In April, the government had issued the information memorandum for the 51 per cent strategic stake sale in Pawan Hans.
A senior government official Monday said the Centre has received “substantial” interest for Pawan Hans stake sale and plans for Air India disinvestment also continues.
The government owns 51 per cent in Pawan Hans, which has a fleet of 46 choppers. The remaining 49 per cent is with state-run ONGC. If the sale goes through, government will exit the chopper-maker.
The disinvestment process is on, as ONGC refused to buy out the government’s stake when it was proposed last year.
“Pawan Hans (PHL) for which an RFP (request for proposal) has been invited, has got substantial competitive interest,” department of investment and public asset management (Dipam) secretary Atanu Chakraborty told reporters on the sidelines of an NSE event.
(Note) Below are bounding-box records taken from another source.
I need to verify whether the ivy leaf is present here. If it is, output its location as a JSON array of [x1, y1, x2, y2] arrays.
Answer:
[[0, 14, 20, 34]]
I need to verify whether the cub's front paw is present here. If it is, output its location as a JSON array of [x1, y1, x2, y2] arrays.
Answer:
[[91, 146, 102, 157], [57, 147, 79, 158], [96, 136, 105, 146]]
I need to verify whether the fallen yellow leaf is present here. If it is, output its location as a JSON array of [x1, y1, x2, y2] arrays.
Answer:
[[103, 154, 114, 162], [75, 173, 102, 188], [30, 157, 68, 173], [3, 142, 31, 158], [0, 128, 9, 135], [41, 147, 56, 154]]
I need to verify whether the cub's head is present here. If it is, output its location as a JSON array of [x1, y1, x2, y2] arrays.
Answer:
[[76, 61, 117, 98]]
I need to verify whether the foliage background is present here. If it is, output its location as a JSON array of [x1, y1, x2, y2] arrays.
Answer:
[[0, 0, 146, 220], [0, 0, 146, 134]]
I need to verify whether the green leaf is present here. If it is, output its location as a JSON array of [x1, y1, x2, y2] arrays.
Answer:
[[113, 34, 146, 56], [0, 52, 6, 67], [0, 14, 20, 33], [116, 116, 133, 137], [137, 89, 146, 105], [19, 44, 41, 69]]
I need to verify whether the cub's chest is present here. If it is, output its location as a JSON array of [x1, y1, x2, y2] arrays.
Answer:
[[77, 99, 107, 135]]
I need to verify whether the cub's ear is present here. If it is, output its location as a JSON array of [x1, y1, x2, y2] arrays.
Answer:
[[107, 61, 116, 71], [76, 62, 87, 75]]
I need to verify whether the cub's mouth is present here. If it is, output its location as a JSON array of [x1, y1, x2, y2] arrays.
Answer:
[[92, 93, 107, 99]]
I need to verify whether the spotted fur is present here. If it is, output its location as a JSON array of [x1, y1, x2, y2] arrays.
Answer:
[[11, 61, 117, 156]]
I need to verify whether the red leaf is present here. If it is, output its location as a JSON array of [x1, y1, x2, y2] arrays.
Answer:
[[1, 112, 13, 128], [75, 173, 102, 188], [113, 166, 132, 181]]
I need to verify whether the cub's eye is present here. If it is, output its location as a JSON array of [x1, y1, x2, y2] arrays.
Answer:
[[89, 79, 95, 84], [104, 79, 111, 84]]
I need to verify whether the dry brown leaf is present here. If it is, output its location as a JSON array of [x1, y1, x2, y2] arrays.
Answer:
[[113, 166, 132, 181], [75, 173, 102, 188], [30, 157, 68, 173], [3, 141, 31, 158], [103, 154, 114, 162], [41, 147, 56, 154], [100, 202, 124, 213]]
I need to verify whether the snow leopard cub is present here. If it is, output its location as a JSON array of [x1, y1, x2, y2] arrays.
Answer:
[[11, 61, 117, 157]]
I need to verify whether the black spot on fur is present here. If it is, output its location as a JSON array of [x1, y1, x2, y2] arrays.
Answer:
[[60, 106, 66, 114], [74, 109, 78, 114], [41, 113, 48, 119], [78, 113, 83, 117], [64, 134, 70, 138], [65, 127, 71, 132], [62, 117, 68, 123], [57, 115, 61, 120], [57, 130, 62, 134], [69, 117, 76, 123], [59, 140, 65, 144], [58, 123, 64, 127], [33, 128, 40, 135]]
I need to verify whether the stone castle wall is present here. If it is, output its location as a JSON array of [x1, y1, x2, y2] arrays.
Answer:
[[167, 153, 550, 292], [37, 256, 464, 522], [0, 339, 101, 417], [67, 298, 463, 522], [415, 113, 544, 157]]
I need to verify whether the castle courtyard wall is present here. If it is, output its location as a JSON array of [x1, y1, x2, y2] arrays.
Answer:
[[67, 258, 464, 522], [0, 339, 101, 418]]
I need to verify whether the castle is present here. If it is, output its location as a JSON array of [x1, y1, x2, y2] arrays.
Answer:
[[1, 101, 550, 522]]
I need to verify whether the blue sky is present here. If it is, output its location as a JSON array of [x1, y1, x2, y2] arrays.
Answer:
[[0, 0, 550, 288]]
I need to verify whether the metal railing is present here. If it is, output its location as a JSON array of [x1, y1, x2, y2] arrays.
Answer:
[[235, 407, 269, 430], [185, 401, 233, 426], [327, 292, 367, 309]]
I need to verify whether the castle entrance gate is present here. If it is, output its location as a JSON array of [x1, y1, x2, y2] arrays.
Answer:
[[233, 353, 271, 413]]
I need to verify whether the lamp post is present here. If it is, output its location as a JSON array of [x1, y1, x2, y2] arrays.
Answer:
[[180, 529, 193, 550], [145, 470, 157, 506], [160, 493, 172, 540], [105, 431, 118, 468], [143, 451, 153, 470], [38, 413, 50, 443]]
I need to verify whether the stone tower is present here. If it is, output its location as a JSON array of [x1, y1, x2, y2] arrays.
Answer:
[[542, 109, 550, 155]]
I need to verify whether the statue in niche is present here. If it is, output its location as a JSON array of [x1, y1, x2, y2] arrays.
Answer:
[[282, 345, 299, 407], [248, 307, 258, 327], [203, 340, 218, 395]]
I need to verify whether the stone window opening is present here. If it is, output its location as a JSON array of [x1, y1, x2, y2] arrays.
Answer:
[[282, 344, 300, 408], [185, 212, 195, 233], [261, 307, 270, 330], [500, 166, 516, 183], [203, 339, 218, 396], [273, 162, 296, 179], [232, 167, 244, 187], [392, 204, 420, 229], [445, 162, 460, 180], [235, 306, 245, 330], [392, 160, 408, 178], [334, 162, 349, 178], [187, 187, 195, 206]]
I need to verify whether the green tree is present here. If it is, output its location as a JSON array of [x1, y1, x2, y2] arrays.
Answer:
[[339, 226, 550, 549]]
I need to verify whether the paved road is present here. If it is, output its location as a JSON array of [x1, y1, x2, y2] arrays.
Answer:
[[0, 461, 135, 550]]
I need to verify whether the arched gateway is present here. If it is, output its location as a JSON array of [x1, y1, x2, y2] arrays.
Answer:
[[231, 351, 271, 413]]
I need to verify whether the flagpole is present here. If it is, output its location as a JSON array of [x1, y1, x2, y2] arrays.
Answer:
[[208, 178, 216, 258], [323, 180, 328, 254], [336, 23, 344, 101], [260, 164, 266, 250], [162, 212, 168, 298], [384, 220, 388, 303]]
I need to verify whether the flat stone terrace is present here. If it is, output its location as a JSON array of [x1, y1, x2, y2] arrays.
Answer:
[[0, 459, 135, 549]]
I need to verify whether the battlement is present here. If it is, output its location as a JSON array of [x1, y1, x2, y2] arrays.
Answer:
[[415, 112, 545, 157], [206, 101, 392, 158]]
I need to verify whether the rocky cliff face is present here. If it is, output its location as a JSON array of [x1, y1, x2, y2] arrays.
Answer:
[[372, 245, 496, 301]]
SBI Capital is advising the government on the bidding process. In April, the government had issued the information memorandum for the 51 per cent strategic stake sale in Pawan Hans and had sought expressions of interest (EoI) from interested bidders by June 18.
Chakraborty denied that Air India’s disinvestment plans were put on the back burner saying the process is a continuing exercise.
“As a part of that, an expression of interest have been invited for Air India Air Transport Services (AIATSL). And, certain other assets of Air India are in the process of being sold,” he added.
AIATSL is the profit-making ground handling arm of the national carrier. In 2016-17, AIATSL raked in a profit of Rs 61.66 crore.
The government had in June 2017 unsuccessfully tried to offload 76 per cent stake in the national carrier.
As part of the disinvestment, the government was planning to transfer most of the debt to a special purpose vehicle.
“There are practical problem in selling a company at a particular time. First set of interest didn’t come because of that back burners takes place…it will takes six more months… That is more to do with the mechanics of doing a thing, not with the intent of the government. Everything is on a front burner,” he said.
Chakraborty expressed confidence that the government will be able to reach its disinvestment target of over Rs 80,000 crore though it has so far been able to mop up only about Rs 10,000 crore.
He said the government will continue to use exchange traded funds (ETF) as one of its preferred modes for disinvestment.
On the ongoing CPSE ETF, he said, against the Rs 8,000 crore offering, a subscription of Rs 30,000 crore has been received, but the government will retain only Rs 17,000 crore.
He said the retail portion was fully subscribed, and there was a big interest shown by FPIs who offered almost Rs 13,000 crore, both in anchor and non-anchor categories.
He said the work on debt ETF is also on progress.
Speaking on the same event, NSE managing director Vikram Limaye said despite ETFs being in existence for a long time, the assets linked to equity, debt and commodity ETFs aggregate to around Rs 94,100 crores (with equity ETFs alone having a share of close to 93 per cent in the domestic ETF market) which is just 4 per cent of mutual fund AUM.
Globally, the ETF industry accounts for nearly 6-7 per cent of the mutual fund assets, he said.
“Despite a relatively slow start, domestic ETF assets grew at a rate of close to 28 per cent CAGR over the last 11 years whereas the number of ETFs have increased eight-fold from nine in 2007 to 72 in October 2018,” Limaye said.